Modeling energy balance fluxes and evapotranspiration of maize and soybean using multispectral and thermal infrared imagery acquired with an unmanned aerial system

Abstract

Estimating actual crop evapotranspiration (ET) is a critical component in tracking crop water availability and managing irrigation. Various methods presently exist for modeling crop ET utilizing remotely sensed data and imagery as inputs. While more traditional remote sensing platforms like satellite and manned aircraft provide useful information, limitations exist due to lack of spatiotemporal resolution and high cost. Unmanned aerial systems (UAS) now offer greater opportunities for collecting remotely sensed data with enhanced spatiotemporal resolution that may lead to increased accuracy in estimating crop (ET), making near real-time irrigation management more feasible. The two-source energy balance (TSEB) model is one of the methods of estimating crop ET from surface energy balance fluxes.
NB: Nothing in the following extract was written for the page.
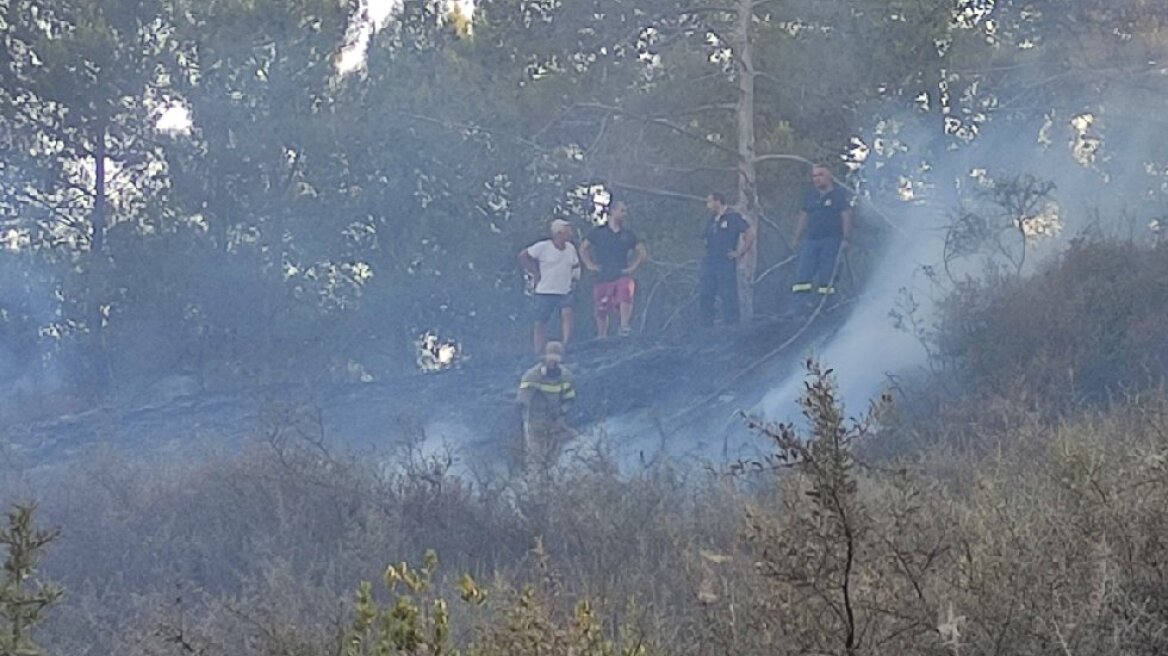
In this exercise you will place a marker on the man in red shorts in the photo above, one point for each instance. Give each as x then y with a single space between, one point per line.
613 252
In this research, multispectral and thermal infrared imagery collected with a UAS over maize and soybean fields throughout the growing season at different vegetative stages were used in the TSEB model to estimate spatially distributed surface energy balance fluxes and daily crop ET. The estimated spatially distributed surface fluxes and ET were weighted and aggregated using a two-dimensional flux footprint and validated against measured fluxes from Eddy Covariance systems located within the fields.